45 | AM I DREAMING?

410 64 8
                                    

Darkness impaled him. He held still, waiting, wretched with misgiving, for his eyes to adjust to the gloom. It came, but in staggered, agonizing increments. The dark shifted, slow, into deeper shadows atop thinner ones. The sensation of vaulted space reared over him, dwarfing him, making his flesh tingle. He backed up. Behind, the solidness of the wall. He pressed his back against it, grateful for its bulk. Blind, he crouched and ran his fingertips over the floor. The smooth, reassuring weight of flagged stone greeted him. Satisfaction slid through him. This, at least, was an improvement. A faint gleam of light, far ahead, a mere pinprick. He narrowed his eyes. It taunted him from the end of a dense tunnel of black. He crept toward it, slow, steady, listening for voices. None came. Cautious, he edged along the flagstones, drawn to the pool of light, his dagger still in his hand.

He stopped. His heart thudded, heavy, unprepared anew for the abrupt resurrection of old feelings, ones he believed long buried and laid to rest. Meresamun sat at a table, a small pile of scrolls beside her, her hair piled onto the top of her head in a messy, yet beguiling style Ahmen had never seen before. Her gaze was fixed on a small device she slid over the face of an open scroll, its blue light the sole illumination in this vast place—what Ahmen realized was a repository of vast knowledge. Thoth's library. He eyed the gallery's darkened heights, uneasy. The weight of the arcane pressed down on him, oppressive, forbidding. He was a soldier, not a priest. The writings of the sages were beyond his understanding. But for Meresamun . . . He slid his dagger back into its scabbard in total silence, letting himself drink in the sight of her bent to her task, her focus absolute, her comprehension etched in the sorrowful, downward turn of her lips. His heart aching, he took a step toward her, let the faint light of her device touch him.

"Meresamun," he whispered, so low it was no more than a breath, a tendril of hope.

She lifted her head, slow. The device came to a halt. She stared straight ahead, into the shadows, seeing nothing. Tears glistened in her eyes. She lowered her gaze back to the scroll and ran her fingers over its markings. "And now I imagine your voice," she said. "How lonely I must be."

Ahmen waited, his heart thudding, heavy, aching with regret, guilt, sorrow, and love—the love he had felt the first time he had held her in his arms—the love he had imprisoned in hate, jealousy, and bitterness.
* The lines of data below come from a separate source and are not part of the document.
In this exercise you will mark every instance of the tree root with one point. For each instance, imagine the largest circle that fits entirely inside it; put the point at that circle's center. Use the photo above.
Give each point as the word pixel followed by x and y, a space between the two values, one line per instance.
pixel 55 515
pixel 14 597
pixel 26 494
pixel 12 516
He knelt. His kilt rustled, quiet.

She turned. He met her eyes, hers as blue as lapis, just as he remembered. Her lips parted. She stood, abrupt, the transparency of her gown hiding nothing. Ahmen let his gaze fall. She stood before him, as fragile and vulnerable as a young gazelle, as thin as she had been in Waset all those long, long months ago when she sat in Sethi's garden and refused him a second chance.

"Am I dreaming?" she breathed. She stepped toward him, her chest rising and falling. A tear slipped free. "Ahmen?"

His heart aching, he lifted his hand to her, striving to contain the firestorm within his breast. "I am here. You are not alone."

A faint cry bled from her depths, soaked in regret and sorrow. She staggered and caught the back of the chair. "No," she breathed. "It is impossible." She cast her gaze away from him into the darkness, fear sliding through her. "I am going mad. It is too much. I cannot—" She hurried to gather the scrolls together, her haste sending several tumbling from the table.

One rolled toward Ahmen. He picked it up. She fell utterly still, watching him, horrified, as he carried it to her.

"You are not going mad," he said, holding the scroll out to her. "I followed you into Elati and have found a way in to Perev. No one knows I am here. No one but you."

Without taking the scroll, she sank onto the chair, her eyes moving over him, hungry, as though seeing him for the first time. Her lips parted. A faint flicker of hope shivered through her. It bloomed and died within the shuttered brilliance of her eyes. She rose, her look hardening, her vulnerability shifting in heartbeat to the imperiousness of a queen.